One of the most significant decisions an entrepreneur will make is whether – and when – to sell their business. If you are considering an M&A transactionit is important to fully understand whether or not your company is ready to go to market. Below are four actions to consider before initiating the M&A process.  

Plan for the Exit 

Thinking about your exit strategy may not be top of mind while running your business, but it is critical to maximizing the value of your company.  Companies that plan in advance create a unique advantage by strategically building their company into an entity that is desirable to a buyer.  Your plan could include tailoring your operations to what a buyer would find desirable, ensuring your structure is set up to minimize tax impacts of a sale, and/or ensuring a smooth transition for your leadership team. 

“Companies achieve optimal value when they are bought, not sold,” Jim Reilly, founder of Stonepine Advisors, explains. “You need to prep yourself from the beginning and understand your ecosystem and how you can fit into the buyers’ strategy.” By taking this route, you can determine who you should approach about potential M&A partnerships. Even if the timing isn’t quite right in the market, at least your organization will be on buyers’ radars. 

Consider External Market Timing 

When it comes to M&A, many market variables impact when a deal can happen. XRocket.io founder, Mark Addison, describes the journey as, “a lot of magic needs to align – you can have the perfect company at the right time with the right numbers, but if the market isn’t there at that moment to support an acquisition, then it could be for nothing.” 

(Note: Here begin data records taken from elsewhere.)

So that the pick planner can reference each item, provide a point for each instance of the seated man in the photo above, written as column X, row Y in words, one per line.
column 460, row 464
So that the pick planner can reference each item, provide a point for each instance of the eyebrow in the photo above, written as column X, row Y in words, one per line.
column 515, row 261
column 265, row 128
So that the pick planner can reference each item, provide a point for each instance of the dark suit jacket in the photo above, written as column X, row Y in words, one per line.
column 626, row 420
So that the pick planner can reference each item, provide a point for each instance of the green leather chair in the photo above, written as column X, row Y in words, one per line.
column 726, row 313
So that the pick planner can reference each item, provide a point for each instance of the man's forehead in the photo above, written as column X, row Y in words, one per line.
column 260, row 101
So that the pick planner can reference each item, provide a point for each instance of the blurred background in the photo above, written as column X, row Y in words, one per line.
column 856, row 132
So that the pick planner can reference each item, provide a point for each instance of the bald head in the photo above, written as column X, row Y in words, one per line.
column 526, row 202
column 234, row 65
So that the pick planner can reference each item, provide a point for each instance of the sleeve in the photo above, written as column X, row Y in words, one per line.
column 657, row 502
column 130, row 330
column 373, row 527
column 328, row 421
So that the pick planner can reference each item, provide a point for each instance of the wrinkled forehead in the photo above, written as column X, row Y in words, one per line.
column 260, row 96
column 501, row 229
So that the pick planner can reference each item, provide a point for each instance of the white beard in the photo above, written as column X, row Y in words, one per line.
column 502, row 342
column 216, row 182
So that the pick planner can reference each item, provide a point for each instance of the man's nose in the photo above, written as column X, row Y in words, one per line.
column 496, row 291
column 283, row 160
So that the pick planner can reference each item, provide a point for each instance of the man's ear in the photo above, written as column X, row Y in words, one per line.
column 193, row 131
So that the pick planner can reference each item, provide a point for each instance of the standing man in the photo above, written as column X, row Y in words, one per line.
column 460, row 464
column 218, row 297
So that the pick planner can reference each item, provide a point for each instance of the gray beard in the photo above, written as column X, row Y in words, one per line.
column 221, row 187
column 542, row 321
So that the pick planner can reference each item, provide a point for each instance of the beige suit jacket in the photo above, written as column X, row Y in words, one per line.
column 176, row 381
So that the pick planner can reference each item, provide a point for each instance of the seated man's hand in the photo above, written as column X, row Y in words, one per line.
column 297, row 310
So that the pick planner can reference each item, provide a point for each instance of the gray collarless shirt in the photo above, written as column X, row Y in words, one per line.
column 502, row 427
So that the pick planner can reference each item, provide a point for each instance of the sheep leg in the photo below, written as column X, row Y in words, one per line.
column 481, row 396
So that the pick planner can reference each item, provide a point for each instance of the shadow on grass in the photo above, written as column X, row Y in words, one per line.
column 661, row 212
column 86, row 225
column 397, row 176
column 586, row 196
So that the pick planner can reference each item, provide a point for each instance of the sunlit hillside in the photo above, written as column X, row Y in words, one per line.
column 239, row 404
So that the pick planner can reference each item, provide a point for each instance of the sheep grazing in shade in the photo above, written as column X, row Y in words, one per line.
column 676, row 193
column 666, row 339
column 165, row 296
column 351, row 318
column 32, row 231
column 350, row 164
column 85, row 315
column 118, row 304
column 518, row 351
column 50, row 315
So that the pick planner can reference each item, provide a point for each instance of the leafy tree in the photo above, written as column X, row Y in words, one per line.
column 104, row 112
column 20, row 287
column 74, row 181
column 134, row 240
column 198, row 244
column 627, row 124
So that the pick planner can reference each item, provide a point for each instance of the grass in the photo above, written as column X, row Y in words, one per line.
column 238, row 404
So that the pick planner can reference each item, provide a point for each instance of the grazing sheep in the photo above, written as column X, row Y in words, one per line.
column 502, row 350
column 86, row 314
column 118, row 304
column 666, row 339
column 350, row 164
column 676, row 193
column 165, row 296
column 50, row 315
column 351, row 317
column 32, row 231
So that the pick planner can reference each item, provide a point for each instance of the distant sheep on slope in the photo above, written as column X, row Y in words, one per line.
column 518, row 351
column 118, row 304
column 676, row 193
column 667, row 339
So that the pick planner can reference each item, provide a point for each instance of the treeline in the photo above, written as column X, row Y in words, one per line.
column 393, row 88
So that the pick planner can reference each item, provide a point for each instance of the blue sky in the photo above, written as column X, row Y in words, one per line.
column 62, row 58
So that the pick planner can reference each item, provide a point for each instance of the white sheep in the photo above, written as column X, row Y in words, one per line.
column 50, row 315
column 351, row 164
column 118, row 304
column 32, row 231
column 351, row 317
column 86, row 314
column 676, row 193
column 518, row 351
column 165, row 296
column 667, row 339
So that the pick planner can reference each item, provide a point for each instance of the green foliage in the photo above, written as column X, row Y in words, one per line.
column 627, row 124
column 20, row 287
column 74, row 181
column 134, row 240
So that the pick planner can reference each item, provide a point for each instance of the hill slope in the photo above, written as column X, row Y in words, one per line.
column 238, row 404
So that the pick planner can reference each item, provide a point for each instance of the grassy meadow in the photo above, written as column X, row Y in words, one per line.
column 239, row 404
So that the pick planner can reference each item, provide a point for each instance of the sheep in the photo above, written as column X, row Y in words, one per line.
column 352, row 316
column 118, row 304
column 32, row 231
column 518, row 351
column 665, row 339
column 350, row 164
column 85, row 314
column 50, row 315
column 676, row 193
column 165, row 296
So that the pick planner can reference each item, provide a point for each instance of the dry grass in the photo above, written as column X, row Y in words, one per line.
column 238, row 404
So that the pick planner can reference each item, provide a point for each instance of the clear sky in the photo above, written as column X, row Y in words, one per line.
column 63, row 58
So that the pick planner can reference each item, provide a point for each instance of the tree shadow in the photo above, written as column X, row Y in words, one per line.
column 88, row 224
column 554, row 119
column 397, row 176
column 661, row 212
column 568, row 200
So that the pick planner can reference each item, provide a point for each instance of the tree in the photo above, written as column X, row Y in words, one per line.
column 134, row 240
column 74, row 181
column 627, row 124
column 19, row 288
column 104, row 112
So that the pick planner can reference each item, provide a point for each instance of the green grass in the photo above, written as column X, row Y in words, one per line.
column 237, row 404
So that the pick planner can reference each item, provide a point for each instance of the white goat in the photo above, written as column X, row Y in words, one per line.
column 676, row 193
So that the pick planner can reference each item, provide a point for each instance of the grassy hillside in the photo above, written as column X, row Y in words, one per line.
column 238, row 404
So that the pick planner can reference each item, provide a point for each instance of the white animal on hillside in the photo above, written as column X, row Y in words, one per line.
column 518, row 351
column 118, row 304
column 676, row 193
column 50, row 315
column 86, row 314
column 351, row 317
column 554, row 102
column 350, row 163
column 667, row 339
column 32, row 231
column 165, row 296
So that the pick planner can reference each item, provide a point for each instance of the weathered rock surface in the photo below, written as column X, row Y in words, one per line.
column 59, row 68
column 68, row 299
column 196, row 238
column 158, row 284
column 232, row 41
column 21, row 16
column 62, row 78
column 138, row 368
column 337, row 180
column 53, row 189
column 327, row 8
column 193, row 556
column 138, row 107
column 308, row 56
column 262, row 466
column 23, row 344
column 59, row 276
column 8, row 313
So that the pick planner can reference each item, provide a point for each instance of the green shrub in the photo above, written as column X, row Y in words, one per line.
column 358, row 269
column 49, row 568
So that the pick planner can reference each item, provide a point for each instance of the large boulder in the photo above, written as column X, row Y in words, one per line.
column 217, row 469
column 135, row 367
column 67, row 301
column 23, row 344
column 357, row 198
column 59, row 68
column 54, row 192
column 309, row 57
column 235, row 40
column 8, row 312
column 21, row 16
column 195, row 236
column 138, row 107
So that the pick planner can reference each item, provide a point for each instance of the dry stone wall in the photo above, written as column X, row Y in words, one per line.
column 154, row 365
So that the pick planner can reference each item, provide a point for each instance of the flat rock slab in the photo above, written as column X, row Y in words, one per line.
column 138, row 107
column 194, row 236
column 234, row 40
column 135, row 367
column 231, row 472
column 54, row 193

Companies need to take a deep look at both the growth in their sector and general GDP growth to determine whether there is a need for their product or organization at that time. For example, companies may need to see whether there is consistent market growth in their specific industry, service, or technology over time. Also, being aware of what market capital is available in the industry is crucial. 

Generate a Robust Financial Model 

One of the biggest mistakes companies make when looking to be acquired is not understanding their own financial statements. Understanding the financial health of a company may seem like a given, but the financial information needed for a deal goes beyond revenue, margin and growth.  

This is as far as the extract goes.